Cleavage occurs at sites 21–23 nt apart, the same interval
observed for the dsRNA itself, leading the authors to suggest that 21–23 nt fragments from the dsRNA guide
mRNA cleavage.
RNAi is now a routine method to study in vivo gene function in C. elegans [13,26–33]. In a typical experiment,
dsRNA from a selected target gene is synthesized in vitro
and injected into the germline of an adult nematode. The
progeny are then examined for phenotypes. Reports in the
literature indicate that for many genes the RNAi phenotypes correlate well with the phenotypes of genuine
loss-of-function mutants. Major exceptions, however, are
genes that act in the nervous system; such genes seem to be
refractory to RNAi injected into the germline. Driscoll and
co-workers [34] devised a remedy for this limitation in
which they constructed heritable transgenic animals that
express hairpin dsRNA in the nervous system. As reported,
however, though adequate for single-gene studies, the procedure was too inconsistent and complicated to apply on a
genome-wide scale [34]. A second exception to the general
reliability of RNAi comes from studies of the lir-1 gene
[35]. This gene exists in an operon with a second gene lin26; these two gene products are derived through the
processing of a single transcript. Mutants of lin-26 are inviable, whereas lir-1 mutants are viable. Labouesse and
co-workers [35] showed that RNAi directed at lir-1 causes a
lin-26-like phenotype. This may be an exceptional case,
however, as genes in two other operons behaved independently in RNAi experiments [35].
Genome-wide RNAi in C. elegans
Genomic studies are designed to rapidly provide sufficient information to encourage more detailed studies by
other investigators and to provide a comprehensive data
set that can be mined for correlations which otherwise
might escape detection if the data were collected ad hoc
by many individual investigators. These goals do not
depend on absolute reliability across the whole data set
and so the caveats regarding RNAi in C. elegans described
above, which may compromise reliability, are by themselves not sufficient to determine whether the system is
suitable for a genome-wide RNAi screen. Rather, the
decision to undertake such a genomics project is based
on an evaluation of the balance between data reliability,
cost, and logistical feasibility. In considering RNAi, one
of the most important logistical issues is the way in
which one applies the dsRNA. For C. elegans, microinjection is an effective method to introduce the dsRNA; this
method, however, is cumbersome on a large scale.
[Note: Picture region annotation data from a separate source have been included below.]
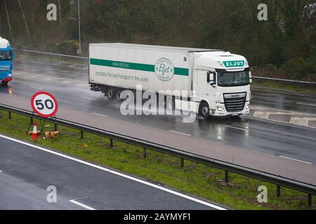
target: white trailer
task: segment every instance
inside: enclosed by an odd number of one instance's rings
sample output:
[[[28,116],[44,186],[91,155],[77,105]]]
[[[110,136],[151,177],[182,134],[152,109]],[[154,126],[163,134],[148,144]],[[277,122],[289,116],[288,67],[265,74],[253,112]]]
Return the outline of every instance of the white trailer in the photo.
[[[219,50],[93,43],[89,84],[110,99],[124,90],[171,94],[177,108],[210,115],[249,113],[251,73],[242,56]]]

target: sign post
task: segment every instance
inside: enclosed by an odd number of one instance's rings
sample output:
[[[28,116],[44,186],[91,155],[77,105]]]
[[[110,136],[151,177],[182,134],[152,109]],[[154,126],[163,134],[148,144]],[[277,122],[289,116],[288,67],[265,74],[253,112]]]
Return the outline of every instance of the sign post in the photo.
[[[41,129],[41,134],[45,125],[46,119],[51,117],[56,118],[55,114],[58,111],[58,104],[56,99],[51,94],[47,92],[38,92],[31,98],[31,107],[34,113],[37,113],[40,117],[44,118],[44,124]],[[33,122],[33,117],[31,118],[27,132]]]

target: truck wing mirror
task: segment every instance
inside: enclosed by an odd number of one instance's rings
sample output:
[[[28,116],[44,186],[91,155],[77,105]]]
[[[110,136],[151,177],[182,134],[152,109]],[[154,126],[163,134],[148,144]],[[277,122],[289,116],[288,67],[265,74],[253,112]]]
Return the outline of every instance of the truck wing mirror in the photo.
[[[214,73],[211,71],[207,73],[207,82],[209,83],[211,83],[211,82],[213,82],[213,83],[214,83]]]

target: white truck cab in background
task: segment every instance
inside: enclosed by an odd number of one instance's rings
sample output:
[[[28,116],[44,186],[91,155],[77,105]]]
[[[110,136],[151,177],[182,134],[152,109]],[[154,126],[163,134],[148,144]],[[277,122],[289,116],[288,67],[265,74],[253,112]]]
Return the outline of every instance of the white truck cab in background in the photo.
[[[242,56],[219,50],[129,43],[89,46],[89,84],[109,99],[124,90],[171,96],[172,107],[205,118],[249,113],[251,76]],[[170,99],[170,97],[169,97]]]

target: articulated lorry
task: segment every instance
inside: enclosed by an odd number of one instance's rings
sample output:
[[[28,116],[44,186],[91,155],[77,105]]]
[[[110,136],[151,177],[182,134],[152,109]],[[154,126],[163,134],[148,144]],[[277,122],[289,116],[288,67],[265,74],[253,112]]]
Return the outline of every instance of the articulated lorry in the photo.
[[[210,116],[249,113],[252,82],[245,57],[219,50],[91,43],[89,84],[109,99],[124,90],[170,97],[171,106]]]
[[[0,37],[0,81],[7,85],[12,80],[14,55],[9,41]]]

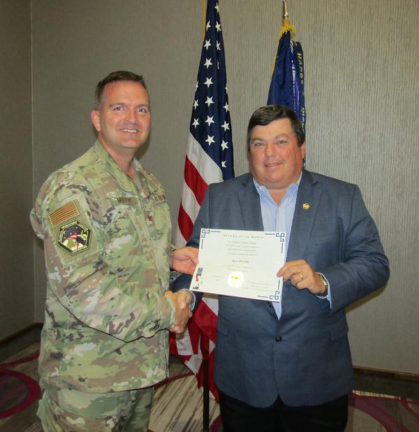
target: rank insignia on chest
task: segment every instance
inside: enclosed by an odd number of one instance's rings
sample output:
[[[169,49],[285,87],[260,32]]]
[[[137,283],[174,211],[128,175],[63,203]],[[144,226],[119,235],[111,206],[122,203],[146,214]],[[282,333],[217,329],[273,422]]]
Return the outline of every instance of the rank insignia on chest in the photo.
[[[89,249],[91,229],[74,219],[64,224],[58,231],[58,245],[71,254],[77,254]]]

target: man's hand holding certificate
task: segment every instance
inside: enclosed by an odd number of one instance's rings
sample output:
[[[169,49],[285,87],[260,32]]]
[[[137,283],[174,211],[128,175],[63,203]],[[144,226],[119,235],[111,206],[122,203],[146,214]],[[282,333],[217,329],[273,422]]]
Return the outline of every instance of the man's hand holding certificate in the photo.
[[[285,233],[203,229],[191,289],[279,301],[285,251]]]

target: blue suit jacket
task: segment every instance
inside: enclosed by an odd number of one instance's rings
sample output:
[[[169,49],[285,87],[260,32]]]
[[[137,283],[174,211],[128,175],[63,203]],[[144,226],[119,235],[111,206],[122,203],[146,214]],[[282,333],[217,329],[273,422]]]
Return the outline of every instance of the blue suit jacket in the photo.
[[[198,247],[201,228],[263,230],[250,174],[210,185],[188,245]],[[268,302],[219,296],[215,382],[223,393],[255,407],[270,406],[278,395],[288,405],[318,405],[353,389],[344,308],[389,276],[377,229],[356,185],[303,170],[287,261],[300,259],[329,281],[331,308],[289,282],[279,320]],[[181,276],[175,289],[189,287],[189,280]]]

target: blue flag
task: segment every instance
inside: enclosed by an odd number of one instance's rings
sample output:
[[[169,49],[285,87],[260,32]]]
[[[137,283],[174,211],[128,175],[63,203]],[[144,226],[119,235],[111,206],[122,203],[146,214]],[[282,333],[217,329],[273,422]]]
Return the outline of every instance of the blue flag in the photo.
[[[295,31],[285,19],[279,32],[267,104],[284,105],[298,115],[305,131],[306,111],[304,99],[304,61],[300,42],[291,38]]]

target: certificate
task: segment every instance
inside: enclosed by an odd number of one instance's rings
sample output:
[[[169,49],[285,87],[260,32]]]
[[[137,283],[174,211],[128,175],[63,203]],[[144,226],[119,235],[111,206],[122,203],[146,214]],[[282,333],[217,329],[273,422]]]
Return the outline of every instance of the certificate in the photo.
[[[199,263],[190,289],[245,298],[279,301],[285,261],[285,233],[202,229]]]

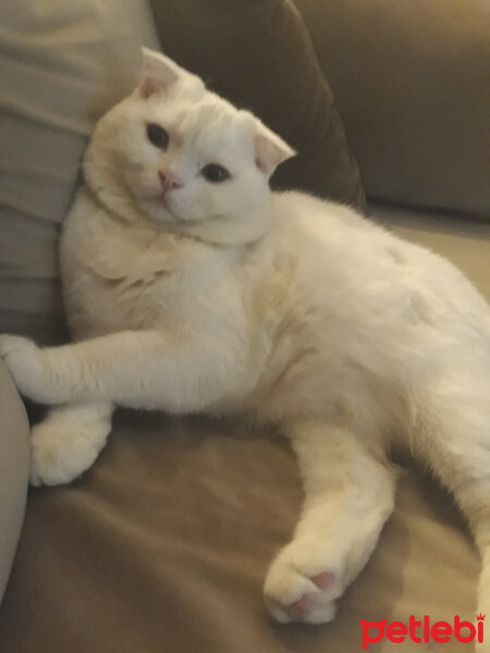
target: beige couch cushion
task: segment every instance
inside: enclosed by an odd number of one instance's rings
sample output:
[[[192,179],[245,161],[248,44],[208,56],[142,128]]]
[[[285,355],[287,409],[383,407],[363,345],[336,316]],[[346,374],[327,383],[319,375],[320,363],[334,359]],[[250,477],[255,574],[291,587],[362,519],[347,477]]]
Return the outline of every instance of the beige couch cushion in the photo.
[[[490,224],[461,213],[370,204],[372,219],[402,238],[424,245],[462,270],[490,301]]]
[[[0,21],[0,332],[63,337],[59,225],[140,46],[120,0],[21,0]]]
[[[488,0],[295,0],[369,196],[490,219]]]
[[[0,360],[0,603],[24,518],[28,470],[27,416]]]
[[[364,210],[359,171],[308,30],[290,0],[151,0],[164,52],[254,111],[298,156],[271,183]]]

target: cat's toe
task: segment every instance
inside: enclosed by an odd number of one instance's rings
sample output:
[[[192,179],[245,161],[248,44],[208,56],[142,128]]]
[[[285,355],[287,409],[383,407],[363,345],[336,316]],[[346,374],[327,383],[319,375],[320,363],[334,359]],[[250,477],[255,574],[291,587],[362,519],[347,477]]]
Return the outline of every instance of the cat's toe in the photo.
[[[335,617],[338,576],[332,571],[302,574],[282,560],[273,564],[265,584],[266,605],[281,624],[323,624]]]

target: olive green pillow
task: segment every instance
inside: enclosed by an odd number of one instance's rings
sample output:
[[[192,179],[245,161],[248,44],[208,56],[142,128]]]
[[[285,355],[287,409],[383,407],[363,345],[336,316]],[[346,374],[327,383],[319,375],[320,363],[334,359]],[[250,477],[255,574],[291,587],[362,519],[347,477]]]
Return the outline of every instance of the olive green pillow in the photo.
[[[364,209],[357,163],[308,32],[286,0],[151,0],[163,51],[299,155],[272,185]]]
[[[66,336],[58,236],[98,118],[126,95],[140,42],[121,0],[4,3],[0,30],[0,332]]]

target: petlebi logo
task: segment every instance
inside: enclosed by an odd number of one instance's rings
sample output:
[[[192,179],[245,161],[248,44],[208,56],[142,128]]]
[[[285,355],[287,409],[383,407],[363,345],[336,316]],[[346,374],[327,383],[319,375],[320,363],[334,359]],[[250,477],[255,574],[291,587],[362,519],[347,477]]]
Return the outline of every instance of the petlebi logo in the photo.
[[[437,642],[446,643],[450,641],[458,641],[462,643],[483,641],[485,615],[476,616],[476,626],[470,621],[462,621],[456,615],[452,624],[449,621],[430,621],[427,615],[418,621],[414,615],[411,615],[408,624],[403,621],[391,621],[381,619],[380,621],[366,621],[360,619],[363,628],[363,649],[369,649],[369,644],[375,644],[387,638],[395,644],[402,643],[409,639],[415,644]]]

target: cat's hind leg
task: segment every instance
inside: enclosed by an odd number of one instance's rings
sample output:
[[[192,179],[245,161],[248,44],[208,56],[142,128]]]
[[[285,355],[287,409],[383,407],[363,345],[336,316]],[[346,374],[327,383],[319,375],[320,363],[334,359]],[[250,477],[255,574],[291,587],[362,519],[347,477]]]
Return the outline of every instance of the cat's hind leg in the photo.
[[[289,435],[305,503],[293,540],[269,569],[266,604],[281,623],[330,621],[393,510],[395,472],[345,429],[308,422]]]
[[[112,404],[52,408],[30,434],[30,483],[68,483],[88,469],[107,442]]]
[[[460,504],[481,556],[478,615],[490,616],[490,366],[468,365],[427,389],[414,451]],[[475,615],[476,617],[476,615]],[[476,645],[489,653],[490,643]]]

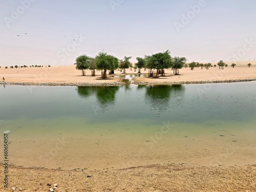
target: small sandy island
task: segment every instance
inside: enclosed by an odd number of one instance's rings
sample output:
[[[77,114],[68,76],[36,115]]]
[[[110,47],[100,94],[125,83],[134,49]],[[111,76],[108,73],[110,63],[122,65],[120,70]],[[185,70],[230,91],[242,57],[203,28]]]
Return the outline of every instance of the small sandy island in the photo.
[[[229,66],[224,69],[218,67],[211,67],[208,70],[195,68],[191,70],[189,68],[183,68],[179,70],[179,75],[174,75],[171,70],[165,71],[165,76],[159,78],[147,77],[148,70],[141,71],[144,77],[134,77],[134,83],[136,84],[173,84],[173,83],[200,83],[207,82],[222,82],[225,81],[253,80],[256,79],[256,66],[253,64],[250,68],[247,66],[237,66],[234,68]],[[74,66],[53,66],[49,68],[27,68],[17,69],[0,69],[0,77],[3,76],[6,83],[30,83],[31,84],[56,83],[62,85],[94,84],[101,85],[108,83],[121,83],[122,77],[115,76],[123,75],[120,71],[115,71],[115,74],[108,75],[106,79],[101,78],[101,71],[96,72],[96,76],[91,76],[91,71],[86,71],[86,75],[81,76],[81,71],[75,69]],[[127,74],[137,74],[138,69],[126,70]],[[0,81],[2,81],[2,77]],[[229,82],[229,81],[228,81]]]

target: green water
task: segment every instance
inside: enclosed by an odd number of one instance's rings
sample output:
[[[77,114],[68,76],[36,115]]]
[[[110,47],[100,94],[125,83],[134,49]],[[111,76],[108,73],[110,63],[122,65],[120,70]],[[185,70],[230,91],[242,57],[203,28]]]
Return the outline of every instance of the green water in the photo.
[[[11,131],[10,162],[25,166],[253,163],[255,86],[6,85],[0,131]]]

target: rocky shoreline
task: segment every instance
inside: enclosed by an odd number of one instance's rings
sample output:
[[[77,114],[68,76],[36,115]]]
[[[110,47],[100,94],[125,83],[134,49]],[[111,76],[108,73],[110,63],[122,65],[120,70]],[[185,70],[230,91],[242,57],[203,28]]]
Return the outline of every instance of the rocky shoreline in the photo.
[[[247,78],[244,79],[229,79],[221,80],[195,81],[138,81],[132,82],[132,83],[137,85],[143,84],[206,84],[206,83],[231,83],[238,82],[248,82],[256,80],[256,78]],[[0,84],[19,85],[25,86],[117,86],[123,84],[121,82],[104,82],[104,83],[56,83],[56,82],[0,82]]]
[[[103,83],[56,83],[56,82],[0,82],[2,84],[11,84],[25,86],[116,86],[123,84],[120,82],[103,82]]]
[[[229,79],[229,80],[211,80],[211,81],[158,81],[158,82],[133,82],[133,84],[138,85],[143,84],[206,84],[206,83],[231,83],[238,82],[247,82],[256,80],[256,78],[253,79]]]

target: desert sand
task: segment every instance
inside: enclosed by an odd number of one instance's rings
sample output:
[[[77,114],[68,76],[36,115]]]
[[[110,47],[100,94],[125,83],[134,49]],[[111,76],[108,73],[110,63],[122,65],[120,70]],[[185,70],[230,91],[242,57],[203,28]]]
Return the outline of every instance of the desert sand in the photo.
[[[120,71],[116,70],[114,75],[108,75],[107,79],[101,78],[101,71],[96,72],[96,76],[91,76],[91,71],[86,71],[86,75],[81,76],[81,71],[77,70],[74,66],[53,66],[50,68],[27,68],[17,69],[0,69],[0,77],[3,76],[7,82],[29,82],[34,83],[104,83],[120,82],[121,77],[115,77],[115,75],[123,75]],[[126,69],[127,74],[137,74],[138,70]],[[179,70],[179,75],[174,75],[171,70],[165,70],[164,76],[159,78],[147,77],[148,70],[144,69],[141,70],[145,77],[135,77],[135,82],[147,82],[161,83],[189,83],[199,81],[222,81],[225,80],[242,80],[246,79],[256,79],[256,66],[254,64],[248,68],[246,66],[237,66],[234,68],[228,66],[223,70],[219,68],[211,67],[209,70],[205,68],[195,68],[191,70],[189,68],[183,68]]]
[[[0,166],[2,173],[3,165]],[[2,176],[3,174],[2,174]],[[3,176],[2,176],[3,177]],[[255,191],[256,165],[232,167],[159,164],[87,171],[9,167],[9,187],[23,191]],[[51,184],[51,186],[47,185]]]
[[[246,62],[247,63],[247,62]],[[252,62],[253,63],[253,62]],[[108,79],[100,78],[100,71],[86,76],[74,66],[51,68],[0,69],[0,77],[6,82],[30,83],[106,83],[120,82],[121,77],[109,75]],[[136,72],[126,69],[128,74]],[[141,70],[145,76],[148,70]],[[248,68],[237,66],[223,70],[218,67],[209,70],[200,68],[191,70],[183,68],[180,75],[173,75],[172,70],[165,71],[165,76],[158,78],[135,77],[135,82],[165,82],[214,81],[229,79],[256,79],[256,66]],[[120,71],[115,75],[122,75]],[[0,166],[4,179],[4,166]],[[47,191],[58,184],[55,191],[255,191],[256,165],[234,166],[193,166],[183,164],[164,164],[146,165],[125,169],[103,170],[75,169],[63,170],[43,168],[9,167],[8,187],[0,185],[0,190],[11,191],[11,187],[19,187],[23,191]],[[2,180],[3,181],[3,180]],[[51,186],[47,185],[51,184]]]

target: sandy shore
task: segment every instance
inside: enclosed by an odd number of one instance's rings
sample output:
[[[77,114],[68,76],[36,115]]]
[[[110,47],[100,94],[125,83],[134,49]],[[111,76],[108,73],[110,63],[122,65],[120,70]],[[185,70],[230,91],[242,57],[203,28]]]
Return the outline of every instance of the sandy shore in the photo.
[[[4,173],[3,165],[0,166]],[[9,167],[8,188],[23,191],[255,191],[256,165],[232,167],[159,164],[87,171]],[[3,174],[2,174],[2,177]],[[51,186],[47,184],[51,184]]]
[[[141,70],[141,73],[147,76],[148,70]],[[137,74],[136,72],[126,69],[127,74]],[[230,67],[225,68],[223,70],[218,67],[210,68],[209,70],[204,68],[196,68],[194,70],[190,68],[183,68],[179,71],[180,75],[174,75],[173,71],[165,70],[165,76],[159,78],[135,77],[133,80],[135,83],[197,83],[197,81],[214,81],[243,79],[256,79],[256,66],[252,66],[248,68],[246,66],[238,66],[234,68]],[[95,77],[91,76],[91,71],[86,71],[85,76],[81,75],[81,71],[76,70],[74,66],[52,67],[42,68],[28,68],[18,69],[0,69],[0,76],[4,76],[6,82],[11,83],[54,83],[58,84],[104,84],[108,83],[120,83],[121,77],[115,77],[109,75],[107,79],[101,79],[101,71],[96,71]],[[115,71],[114,75],[123,75],[120,71]],[[2,81],[1,77],[1,81]]]

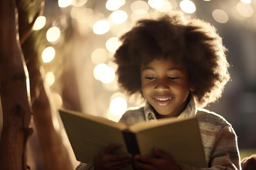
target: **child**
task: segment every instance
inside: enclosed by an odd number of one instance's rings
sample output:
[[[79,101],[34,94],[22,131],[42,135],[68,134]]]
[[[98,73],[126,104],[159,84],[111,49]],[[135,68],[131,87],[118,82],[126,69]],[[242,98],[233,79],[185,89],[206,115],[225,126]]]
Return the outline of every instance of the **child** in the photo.
[[[119,82],[130,94],[141,93],[146,102],[127,111],[120,121],[131,124],[196,116],[209,168],[175,162],[171,155],[156,148],[157,158],[113,154],[120,147],[115,144],[77,169],[117,170],[130,163],[137,170],[240,169],[231,125],[221,116],[197,107],[217,101],[230,78],[226,49],[216,29],[180,12],[160,13],[137,21],[120,40],[122,44],[114,55]]]

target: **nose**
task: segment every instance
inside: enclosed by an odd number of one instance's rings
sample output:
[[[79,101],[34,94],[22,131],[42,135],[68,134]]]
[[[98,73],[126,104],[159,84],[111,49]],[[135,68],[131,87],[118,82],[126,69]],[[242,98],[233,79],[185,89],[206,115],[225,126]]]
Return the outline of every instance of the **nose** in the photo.
[[[158,92],[168,91],[170,90],[170,87],[164,81],[159,81],[155,86],[155,91]]]

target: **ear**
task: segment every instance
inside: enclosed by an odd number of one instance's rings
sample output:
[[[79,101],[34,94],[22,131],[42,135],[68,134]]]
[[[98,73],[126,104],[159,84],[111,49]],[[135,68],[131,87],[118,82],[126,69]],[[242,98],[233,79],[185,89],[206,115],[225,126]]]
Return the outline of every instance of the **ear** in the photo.
[[[191,82],[190,84],[190,91],[195,91],[195,84]]]

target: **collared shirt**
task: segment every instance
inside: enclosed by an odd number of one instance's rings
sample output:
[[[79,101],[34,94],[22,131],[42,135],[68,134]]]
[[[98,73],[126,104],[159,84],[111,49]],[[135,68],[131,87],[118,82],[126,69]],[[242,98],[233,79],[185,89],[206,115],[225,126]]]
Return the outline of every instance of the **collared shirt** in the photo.
[[[240,163],[236,135],[229,123],[221,116],[197,108],[192,97],[185,110],[177,119],[195,116],[198,123],[207,162],[209,168],[198,168],[181,164],[182,170],[240,170]],[[144,105],[128,109],[119,121],[130,125],[141,121],[157,121],[152,106]]]
[[[196,116],[198,120],[204,155],[209,168],[200,168],[180,164],[182,170],[241,170],[237,138],[231,125],[222,116],[196,107],[193,97],[180,118]],[[150,104],[129,108],[119,121],[130,125],[141,121],[157,121]],[[76,170],[94,170],[93,159],[88,164],[81,163]]]

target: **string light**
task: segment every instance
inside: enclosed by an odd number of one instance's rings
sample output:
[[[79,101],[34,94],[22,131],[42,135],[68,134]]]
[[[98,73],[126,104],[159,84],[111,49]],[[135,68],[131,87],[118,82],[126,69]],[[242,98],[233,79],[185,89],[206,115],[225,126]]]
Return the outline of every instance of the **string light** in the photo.
[[[180,3],[181,9],[186,13],[191,13],[195,11],[195,5],[189,0],[183,0]]]
[[[33,29],[39,30],[42,29],[45,25],[45,23],[46,23],[45,17],[43,16],[39,16],[35,21],[34,25],[33,26]]]
[[[102,35],[106,33],[110,28],[109,22],[105,20],[100,20],[96,22],[92,27],[93,32],[96,34]]]

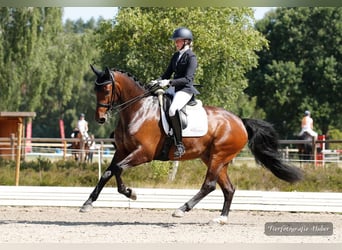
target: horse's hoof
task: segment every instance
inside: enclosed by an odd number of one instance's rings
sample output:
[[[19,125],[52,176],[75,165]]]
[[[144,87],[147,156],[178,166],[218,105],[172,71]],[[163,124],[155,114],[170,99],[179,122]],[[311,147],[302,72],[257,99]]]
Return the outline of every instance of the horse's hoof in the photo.
[[[180,209],[177,209],[173,212],[172,217],[182,218],[184,216],[184,212]]]
[[[228,216],[220,216],[209,222],[209,224],[221,224],[221,225],[224,225],[227,223],[228,223]]]
[[[129,198],[135,201],[137,199],[137,193],[135,191],[133,191],[132,189],[130,189],[130,190],[131,190],[131,195]]]
[[[81,212],[81,213],[88,213],[88,212],[90,212],[92,209],[93,209],[93,205],[91,205],[91,204],[84,204],[84,205],[81,207],[80,212]]]

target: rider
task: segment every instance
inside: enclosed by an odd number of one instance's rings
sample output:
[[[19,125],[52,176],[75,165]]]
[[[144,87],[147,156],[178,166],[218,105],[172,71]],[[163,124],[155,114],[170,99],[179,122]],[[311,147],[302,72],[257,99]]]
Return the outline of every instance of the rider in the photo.
[[[81,132],[82,137],[87,140],[89,138],[88,122],[85,120],[85,115],[83,113],[80,115],[80,119],[77,122],[77,128]]]
[[[170,40],[173,40],[177,49],[170,63],[161,77],[158,79],[159,86],[174,87],[174,97],[169,109],[169,116],[175,140],[175,157],[180,158],[185,153],[182,143],[182,127],[179,117],[181,110],[199,92],[193,86],[197,69],[197,58],[192,52],[192,32],[184,27],[177,28]],[[173,79],[171,75],[173,74]]]
[[[304,112],[304,117],[302,119],[302,130],[300,131],[299,136],[302,136],[305,132],[317,139],[317,133],[313,131],[313,119],[310,117],[309,110]]]

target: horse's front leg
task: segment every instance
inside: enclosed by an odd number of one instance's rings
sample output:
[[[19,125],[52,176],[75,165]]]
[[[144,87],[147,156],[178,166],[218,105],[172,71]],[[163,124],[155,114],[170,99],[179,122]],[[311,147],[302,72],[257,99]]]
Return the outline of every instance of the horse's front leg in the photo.
[[[120,171],[120,169],[117,167],[114,161],[112,161],[109,167],[106,169],[106,171],[102,174],[101,179],[97,183],[93,192],[90,194],[88,200],[86,200],[82,205],[80,212],[89,212],[93,208],[93,202],[97,200],[103,187],[106,185],[109,179],[118,171]]]
[[[92,203],[97,200],[103,187],[113,175],[115,175],[115,178],[116,178],[118,192],[120,194],[125,195],[126,197],[130,199],[136,200],[137,199],[136,193],[132,189],[127,188],[125,186],[125,184],[123,183],[121,179],[121,173],[126,168],[134,167],[142,163],[145,163],[147,161],[150,161],[150,159],[146,157],[146,153],[141,152],[140,150],[135,150],[134,152],[129,154],[127,157],[124,158],[124,160],[120,161],[119,163],[116,163],[117,160],[114,157],[110,166],[106,169],[106,171],[101,176],[101,179],[97,183],[94,191],[90,194],[88,200],[86,200],[86,202],[81,207],[80,212],[88,212],[93,208]]]

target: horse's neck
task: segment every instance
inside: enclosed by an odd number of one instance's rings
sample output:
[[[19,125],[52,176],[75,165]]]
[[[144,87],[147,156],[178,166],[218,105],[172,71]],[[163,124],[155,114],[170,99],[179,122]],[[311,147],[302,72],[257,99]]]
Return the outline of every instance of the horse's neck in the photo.
[[[145,90],[142,86],[140,86],[132,77],[124,74],[117,73],[115,75],[116,82],[120,83],[118,86],[118,91],[120,92],[120,102],[126,103],[138,96],[144,94]]]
Nevertheless, as described below, one group of investigators has done a large-scale RNAi study in C. elegans
using microinjection [36•]. Other, more easily scaled
methods for the introduction of dsRNA include soaking
worms in solutions of dsRNA [37] and feeding worms
Escherichia coli expressing dsRNA [8].
On balance, therefore, RNAi in C. elegans is sufficiently
effective, robust and logistically feasible to support efforts
to examine systematically all C. elegans genes for RNAi
phenotypes. Two groups recently have begun such efforts:
Hyman and co-workers [36•] used RNAi to identify those
genes on C. elegans chromosome III that affect cell division.
Ahringer and co-workers [38•] used RNAi to examine the
function of about 90% of the genes on C. elegans chromosome I. Their results, described below, are a spectacular
validation of the value of genome-wide RNAi screens.
The Hyman group synthesized dsRNA for 2232 genes on
C. elegans chromosome III, representing about 96% of the
total number of protein-coding genes on this chromosome,
and then injected the dsRNA into the C. elegans germline
to test for RNAi phenotypes; in this case they used timelapse DIC (differential interference contrast) microscopy
to score for those dsRNAs that caused abnormalities in the
first two embryonic cell divisions [36•]. The abnormalities
included defects in meiotic division, nuclear appearance,
pace of development, and general embryonic appearance.
They found that 133 genes (6.1% of the tested genes)
showed such RNAi-induced phenotypes. They concluded
by extrapolation that the entire C. elegans genome might
have about 1000 genes essential for the first two cleavage
divisions. They drew the following additional conclusions
from their data. Firstly, the results compare favorably to
those obtained by classical genetics. Of the seven known
C. elegans chromosome III genes with early cell division
phenotypes, all showed RNAi phenotypes that matched
the genuine genetic mutant phenotype. This result validates the reliability of RNAi for this class of genes in
C. elegans. Secondly, only 11 of the 133 genes identified by
this work were associated with a function experimentally
verified in C. elegans. Another 104 genes, however, had no
previously identified function in C. elegans, but were conserved in other species. In cases where a function is known
in these other species, hypotheses regarding the function
in C. elegans of the genes in this set arise naturally. These
hypotheses now can be evaluated in light of the RNAi
phenotypes. Finally, 18 of the 133 genes could not be
ascribed a function on the basis of sequence homology
alone. At present, therefore, the RNAi phenotypes provide
the best functional data available for this set of genes.
The Ahringer group [38•] constructed a library of bacteria
expressing dsRNA for 2416 of the genes on C. elegans chromosome I; this represented about 87% of the total number
of predicted genes on this chromosome. They then fed
the bacterial strains to worms and looked for RNAiinduced phenotypes. Using a dissecting microscope,
animals were examined for anatomical abnormalities,
abnormal motility, altered sex ratios, and sterility. About
70 sequenced genes, identified using standard forwardgenetic methods, were already known to be on C. elegans
chromosome I. The Ahringer group saw RNAi-induced
phenotypes for 13.9% of the genes tested, thereby
increasing the number of sequenced genes on C. elegans
Genome-wide RNAi Barstead
chromosome I with known phenotypes from 70 to 378.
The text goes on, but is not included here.